Another cool idea is this plarn backpack, which not only is very pretty but will likely save you a bundle (backpacks are expensive!).  Along those same lines is this plastique plarn purse, which is so unique and sharp looking that I wouldn't have guessed it was made out of plarn.

Here are handful of others I really liked:  Clothes pin bag, Baseball cap, Water bottle holder, Pot scrubby, Round rug, Scrubby dish cloths.

Another option for plarn, if you don't know how to knit or crochet, is to weave it.  Anyone can weave with the simplest of materials.  Here's how to start on a cardboard loom.  Weave small squares, and then stitch them together to make a rug or a bag.

For those of you less crafty in general, here is some simple, everyday uses for plastic bags:

1) Use them as trash can liners

2) Use plastic bags instead of packing peanuts when you ship

3) Wrap them around fragile items when moving or storing

4) Reuse as a grocery bag

5) Emergency rain hat

6) Cut and tack to shelves for a washable shelf liner

But the best way to cut down on the amount of plastic bags that you throw away is to start taking reusable market bags with you to the store.  Keep them in your car at all times so that you're less likely to forget them.

PS, if any of you can't crochet or knit but you would love to have some of those items I posted, let me know!  I'd be happy to make them for you.

August 5, 2010

The question of free gifts

Does anyone else ever wonder if you should give free gifts in your Etsy shops when someone purchases a product? My most challenging question is WHAT should I give? My little shop is mostly a mishmash of a few kinds of things, so I can't really have just one free gift that I give out to everyone.

At least that's what I think.

For instance, I used to give one free face scrubbie when I sent orders out, but I wasn't sure if that was always a good idea. I mean, one little face scrubby. If all I had was one face scrubby, that thing would get lost so quickly that I'd probably use it once and then never see it again. On the other hand, everything else I make is usually too expensive to just give away (like wash cloths or jewelry).

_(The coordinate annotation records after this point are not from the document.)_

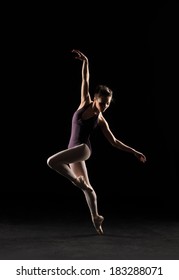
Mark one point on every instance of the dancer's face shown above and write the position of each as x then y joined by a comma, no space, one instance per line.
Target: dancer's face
102,103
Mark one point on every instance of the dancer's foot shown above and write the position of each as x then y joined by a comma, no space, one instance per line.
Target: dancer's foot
97,222
80,183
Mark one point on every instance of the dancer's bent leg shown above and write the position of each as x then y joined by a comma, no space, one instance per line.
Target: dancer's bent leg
79,168
61,160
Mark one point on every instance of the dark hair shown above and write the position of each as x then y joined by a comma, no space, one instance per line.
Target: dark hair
102,90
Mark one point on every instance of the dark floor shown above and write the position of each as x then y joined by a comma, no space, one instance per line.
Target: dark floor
138,234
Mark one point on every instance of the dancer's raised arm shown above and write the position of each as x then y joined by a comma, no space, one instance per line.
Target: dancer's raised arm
85,96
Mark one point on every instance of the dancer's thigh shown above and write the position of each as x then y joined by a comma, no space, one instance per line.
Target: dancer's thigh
79,168
71,155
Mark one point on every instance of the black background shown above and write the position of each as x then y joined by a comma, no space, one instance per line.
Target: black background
133,49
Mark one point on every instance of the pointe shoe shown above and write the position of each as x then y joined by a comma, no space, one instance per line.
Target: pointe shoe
82,184
98,224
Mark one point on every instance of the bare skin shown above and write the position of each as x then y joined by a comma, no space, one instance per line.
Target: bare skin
71,163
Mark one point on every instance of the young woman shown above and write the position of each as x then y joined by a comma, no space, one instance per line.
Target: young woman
71,163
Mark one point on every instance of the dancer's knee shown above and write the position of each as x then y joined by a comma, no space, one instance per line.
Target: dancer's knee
50,162
86,151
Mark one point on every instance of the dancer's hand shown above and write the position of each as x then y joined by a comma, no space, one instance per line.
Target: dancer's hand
140,156
79,55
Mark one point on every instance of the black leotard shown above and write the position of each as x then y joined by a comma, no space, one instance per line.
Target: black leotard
81,129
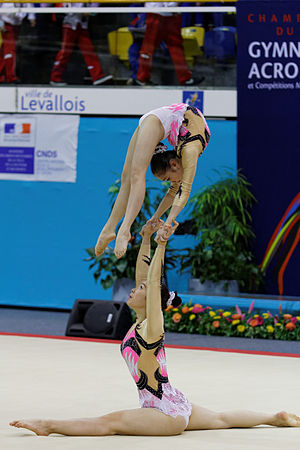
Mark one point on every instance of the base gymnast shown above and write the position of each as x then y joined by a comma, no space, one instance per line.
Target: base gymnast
164,411
187,131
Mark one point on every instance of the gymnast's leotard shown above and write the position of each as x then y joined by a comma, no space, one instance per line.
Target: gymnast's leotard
187,130
147,365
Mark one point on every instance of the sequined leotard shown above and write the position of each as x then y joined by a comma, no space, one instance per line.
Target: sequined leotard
187,130
147,365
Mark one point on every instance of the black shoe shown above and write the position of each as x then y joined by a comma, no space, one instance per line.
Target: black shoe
107,79
194,81
136,82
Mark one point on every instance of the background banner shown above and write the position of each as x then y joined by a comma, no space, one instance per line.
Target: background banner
269,132
38,147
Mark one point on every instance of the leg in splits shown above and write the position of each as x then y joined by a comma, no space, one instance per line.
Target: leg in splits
132,192
205,419
136,422
151,422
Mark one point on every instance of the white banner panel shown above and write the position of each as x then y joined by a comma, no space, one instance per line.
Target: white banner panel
220,103
38,147
115,101
7,99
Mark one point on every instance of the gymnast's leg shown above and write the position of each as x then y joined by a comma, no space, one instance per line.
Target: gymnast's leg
150,133
136,422
108,232
204,419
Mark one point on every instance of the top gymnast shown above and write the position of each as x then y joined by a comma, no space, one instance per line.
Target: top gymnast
164,411
187,130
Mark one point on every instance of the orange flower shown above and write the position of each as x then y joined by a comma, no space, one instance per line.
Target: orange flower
290,326
168,308
176,317
236,316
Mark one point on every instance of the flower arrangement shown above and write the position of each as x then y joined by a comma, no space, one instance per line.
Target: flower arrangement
197,319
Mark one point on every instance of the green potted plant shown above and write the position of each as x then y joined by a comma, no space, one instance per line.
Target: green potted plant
120,273
221,222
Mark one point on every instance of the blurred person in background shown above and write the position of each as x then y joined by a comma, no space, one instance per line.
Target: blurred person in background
9,27
75,30
163,26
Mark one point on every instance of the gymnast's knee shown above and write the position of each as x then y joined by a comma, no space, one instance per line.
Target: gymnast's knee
111,423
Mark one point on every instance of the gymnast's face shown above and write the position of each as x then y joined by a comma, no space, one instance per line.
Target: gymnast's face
137,297
173,174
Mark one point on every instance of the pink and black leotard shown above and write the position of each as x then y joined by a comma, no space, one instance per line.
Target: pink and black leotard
147,365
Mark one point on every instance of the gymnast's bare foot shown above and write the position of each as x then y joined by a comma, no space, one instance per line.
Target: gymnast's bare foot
284,419
103,240
39,427
121,243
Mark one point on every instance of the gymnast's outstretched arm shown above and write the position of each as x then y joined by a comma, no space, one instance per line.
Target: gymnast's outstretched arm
143,259
178,194
154,315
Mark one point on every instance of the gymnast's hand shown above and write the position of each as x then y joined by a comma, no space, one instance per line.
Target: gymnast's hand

But let's step back a bit here and look away from the items I sell in my store and more at the theme for my shop. Mother Nature's Child, a shop of earth inspired jewelry and eco-friendly house products. So why not send something that's either earth inspired or earth friendly? Like some of the cool little things I've upcycled, like these notebooks? Now that is a perfect idea.

No matter what people send as free gifts, I feel like it should be something that's related to your shop, and something that's generic enough that it's useful to everyone. I ordered a mess load of earrings from a shop some time ago, and as a free gift, the seller actually sent a couple pairs of free earrings. I totally loved the idea, but the earrings weren't actually something I would have picked out for myself, and that's when I decided that free gifts should be something small and generic.

Do any of you Etsy sellers send free gifts? I'd love to know what you send. Maybe we can share some ideas :)

August 3, 2010

Reusable Mop Pads

My biggest seller in the past has been my reusable mop pads (that fit on Swiffer mops), but I've been pretty lazy lately with posting more of them.  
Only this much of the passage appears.